Furniture business closes down after 23 years
LAURIE Lynch says it’s time to answer the “call” coming from his caravan to go travelling.
After nearly 23 years, Laurie and his wife Judy are closing the doors to their Byron Bay Furniture business in the Byron Bay Arts and Industry Estate and when the big progressive auction of furniture, which starts today, ends, they plan to hit the road.
A teacher for more than 20 years, Laurie and Judy came for a holiday to Byron Bay in 1988 without any thought of making it a permanent arrangement.

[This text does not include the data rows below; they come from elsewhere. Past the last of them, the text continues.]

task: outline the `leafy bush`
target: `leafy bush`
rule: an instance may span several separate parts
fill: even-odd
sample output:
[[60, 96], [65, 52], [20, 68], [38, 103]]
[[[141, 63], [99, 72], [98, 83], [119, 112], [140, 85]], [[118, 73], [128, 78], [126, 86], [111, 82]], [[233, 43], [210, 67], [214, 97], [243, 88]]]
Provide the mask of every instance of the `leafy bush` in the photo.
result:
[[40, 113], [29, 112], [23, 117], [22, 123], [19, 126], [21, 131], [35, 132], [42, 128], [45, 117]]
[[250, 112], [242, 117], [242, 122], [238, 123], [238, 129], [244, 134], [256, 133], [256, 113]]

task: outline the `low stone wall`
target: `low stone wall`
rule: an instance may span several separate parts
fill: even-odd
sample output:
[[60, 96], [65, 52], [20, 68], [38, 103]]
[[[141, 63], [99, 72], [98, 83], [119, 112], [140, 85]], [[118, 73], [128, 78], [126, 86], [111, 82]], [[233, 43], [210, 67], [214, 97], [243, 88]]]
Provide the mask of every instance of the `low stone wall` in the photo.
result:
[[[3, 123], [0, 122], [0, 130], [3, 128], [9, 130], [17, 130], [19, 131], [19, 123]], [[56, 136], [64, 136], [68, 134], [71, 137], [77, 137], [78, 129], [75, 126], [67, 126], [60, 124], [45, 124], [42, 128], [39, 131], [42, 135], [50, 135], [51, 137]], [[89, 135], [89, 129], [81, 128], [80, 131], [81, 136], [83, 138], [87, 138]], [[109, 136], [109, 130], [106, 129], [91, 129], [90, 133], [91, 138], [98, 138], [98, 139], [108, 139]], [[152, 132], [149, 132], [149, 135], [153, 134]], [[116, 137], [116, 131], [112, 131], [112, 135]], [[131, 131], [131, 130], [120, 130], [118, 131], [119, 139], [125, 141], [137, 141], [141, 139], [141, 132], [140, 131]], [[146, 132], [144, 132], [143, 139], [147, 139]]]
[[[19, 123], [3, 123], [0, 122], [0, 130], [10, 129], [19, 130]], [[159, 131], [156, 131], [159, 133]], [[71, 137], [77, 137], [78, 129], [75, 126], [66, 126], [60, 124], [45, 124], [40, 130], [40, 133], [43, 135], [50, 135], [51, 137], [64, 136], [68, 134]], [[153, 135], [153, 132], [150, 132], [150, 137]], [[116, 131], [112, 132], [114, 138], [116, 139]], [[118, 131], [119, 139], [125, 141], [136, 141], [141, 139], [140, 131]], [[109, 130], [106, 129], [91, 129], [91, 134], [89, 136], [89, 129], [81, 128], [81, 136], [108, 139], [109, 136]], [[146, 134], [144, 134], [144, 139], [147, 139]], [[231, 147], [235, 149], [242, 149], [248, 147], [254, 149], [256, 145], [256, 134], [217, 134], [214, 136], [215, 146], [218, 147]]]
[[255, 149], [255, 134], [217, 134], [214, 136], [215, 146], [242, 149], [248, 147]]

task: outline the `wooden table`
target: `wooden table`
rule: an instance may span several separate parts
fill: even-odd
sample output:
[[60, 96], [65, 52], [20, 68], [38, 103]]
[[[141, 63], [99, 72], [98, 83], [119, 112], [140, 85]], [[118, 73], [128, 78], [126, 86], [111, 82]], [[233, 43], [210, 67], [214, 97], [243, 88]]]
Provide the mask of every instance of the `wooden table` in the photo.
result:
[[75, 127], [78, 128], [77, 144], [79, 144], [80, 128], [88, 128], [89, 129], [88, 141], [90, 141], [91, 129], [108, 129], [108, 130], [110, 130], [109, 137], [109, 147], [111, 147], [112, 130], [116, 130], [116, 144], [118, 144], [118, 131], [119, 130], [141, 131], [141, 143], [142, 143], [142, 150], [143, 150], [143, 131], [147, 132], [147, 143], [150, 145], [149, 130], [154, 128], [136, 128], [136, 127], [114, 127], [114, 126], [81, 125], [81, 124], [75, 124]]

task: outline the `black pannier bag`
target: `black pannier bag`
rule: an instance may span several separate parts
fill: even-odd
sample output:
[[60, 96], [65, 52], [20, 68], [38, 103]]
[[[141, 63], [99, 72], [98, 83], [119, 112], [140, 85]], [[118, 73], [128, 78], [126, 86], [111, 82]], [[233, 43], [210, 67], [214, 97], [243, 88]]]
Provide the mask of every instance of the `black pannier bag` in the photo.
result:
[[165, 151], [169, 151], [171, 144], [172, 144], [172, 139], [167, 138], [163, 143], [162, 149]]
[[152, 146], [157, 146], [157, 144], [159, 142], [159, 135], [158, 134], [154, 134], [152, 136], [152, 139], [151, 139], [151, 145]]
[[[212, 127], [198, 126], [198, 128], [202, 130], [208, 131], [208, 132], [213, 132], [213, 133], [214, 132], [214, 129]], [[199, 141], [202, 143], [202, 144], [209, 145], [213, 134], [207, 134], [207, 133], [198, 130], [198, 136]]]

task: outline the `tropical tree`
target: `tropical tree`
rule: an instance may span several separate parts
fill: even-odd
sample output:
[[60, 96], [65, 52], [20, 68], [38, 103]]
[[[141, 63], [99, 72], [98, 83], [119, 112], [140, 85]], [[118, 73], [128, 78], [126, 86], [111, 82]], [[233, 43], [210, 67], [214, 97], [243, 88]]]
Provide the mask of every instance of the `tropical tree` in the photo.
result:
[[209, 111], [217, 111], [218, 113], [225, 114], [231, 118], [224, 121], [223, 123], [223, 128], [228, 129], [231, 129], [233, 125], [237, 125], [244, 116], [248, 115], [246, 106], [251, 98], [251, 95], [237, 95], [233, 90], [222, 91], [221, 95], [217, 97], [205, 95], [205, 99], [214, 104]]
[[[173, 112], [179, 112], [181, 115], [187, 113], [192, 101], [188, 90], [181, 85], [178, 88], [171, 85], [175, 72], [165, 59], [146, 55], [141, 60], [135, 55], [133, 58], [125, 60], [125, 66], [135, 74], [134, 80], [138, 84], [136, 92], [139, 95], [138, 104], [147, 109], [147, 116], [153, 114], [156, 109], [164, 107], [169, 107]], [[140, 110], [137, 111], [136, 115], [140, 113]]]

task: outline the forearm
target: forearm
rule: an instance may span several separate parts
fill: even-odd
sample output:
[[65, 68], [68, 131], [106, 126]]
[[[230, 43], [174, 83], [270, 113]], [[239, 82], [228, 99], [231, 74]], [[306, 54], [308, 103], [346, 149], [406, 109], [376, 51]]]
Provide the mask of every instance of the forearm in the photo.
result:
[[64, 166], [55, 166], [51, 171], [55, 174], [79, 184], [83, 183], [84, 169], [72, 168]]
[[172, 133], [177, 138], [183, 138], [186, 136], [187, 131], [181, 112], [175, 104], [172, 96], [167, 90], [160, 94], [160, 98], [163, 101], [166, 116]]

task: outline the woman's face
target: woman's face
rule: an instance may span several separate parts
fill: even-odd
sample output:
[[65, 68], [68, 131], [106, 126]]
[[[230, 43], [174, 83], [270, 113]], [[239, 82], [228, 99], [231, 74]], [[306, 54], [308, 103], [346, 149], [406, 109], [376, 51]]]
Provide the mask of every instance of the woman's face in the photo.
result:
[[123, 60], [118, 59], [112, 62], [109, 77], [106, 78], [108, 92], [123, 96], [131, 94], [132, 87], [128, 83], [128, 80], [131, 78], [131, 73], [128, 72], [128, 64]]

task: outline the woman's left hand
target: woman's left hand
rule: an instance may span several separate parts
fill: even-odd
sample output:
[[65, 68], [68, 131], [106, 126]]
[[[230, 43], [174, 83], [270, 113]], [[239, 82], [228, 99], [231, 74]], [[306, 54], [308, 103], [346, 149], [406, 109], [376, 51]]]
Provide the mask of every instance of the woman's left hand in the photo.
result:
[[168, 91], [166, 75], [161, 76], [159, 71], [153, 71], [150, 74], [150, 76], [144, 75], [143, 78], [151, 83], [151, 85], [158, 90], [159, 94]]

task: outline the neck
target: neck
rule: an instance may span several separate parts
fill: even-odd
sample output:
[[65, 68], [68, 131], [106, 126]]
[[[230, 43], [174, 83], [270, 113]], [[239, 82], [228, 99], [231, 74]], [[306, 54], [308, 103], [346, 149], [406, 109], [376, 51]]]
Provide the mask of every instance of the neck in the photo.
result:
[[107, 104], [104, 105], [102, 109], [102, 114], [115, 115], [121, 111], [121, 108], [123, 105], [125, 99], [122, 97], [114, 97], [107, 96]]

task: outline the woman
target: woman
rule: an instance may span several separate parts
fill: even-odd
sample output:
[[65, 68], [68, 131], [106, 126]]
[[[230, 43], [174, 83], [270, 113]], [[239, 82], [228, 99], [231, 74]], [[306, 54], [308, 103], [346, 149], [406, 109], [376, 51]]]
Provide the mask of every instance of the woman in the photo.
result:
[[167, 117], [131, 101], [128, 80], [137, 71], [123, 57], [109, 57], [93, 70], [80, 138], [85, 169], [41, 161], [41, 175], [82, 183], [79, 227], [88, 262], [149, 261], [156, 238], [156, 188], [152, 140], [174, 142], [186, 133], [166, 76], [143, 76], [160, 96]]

But when he saw an advertisement offering the furniture business and also Cape Byron Removals for sale and with some experience at renovating houses, he thought, “I can do that”.
And he did.
In the early days, he focused on the removals business, now operated by his son Simon, and Judy looked after the furniture business.
But times have changed, the furniture market is different today and Laurie is hitting 65. Good enough reasons to call it a day, he reckons.
“The market has changed a lot and there is a lot of new stuff available interest-free for years,” he said.
“It’s a contracting market, but if someone had the energy and wanted to rejig it, this would still be a good business.
“I want to do something else now.
“I have put twenty-two-and-a-half years of energy into this and I have a caravan sitting here calling me to go travelling.”
Laurie has been very active in the business community over the years and has led the charge for a bypass for Byron Bay.
He has gathered mountains of reports and studies on traffic management since 1993 and still holds out hope a ring-road system will be developed to help Byron Bay residents get around their town more easily.
“Part of the tourist downturn is also probably due to the fact that they are coming to the place and getting caught for 30 to 40 minutes in traffic jams,” he said.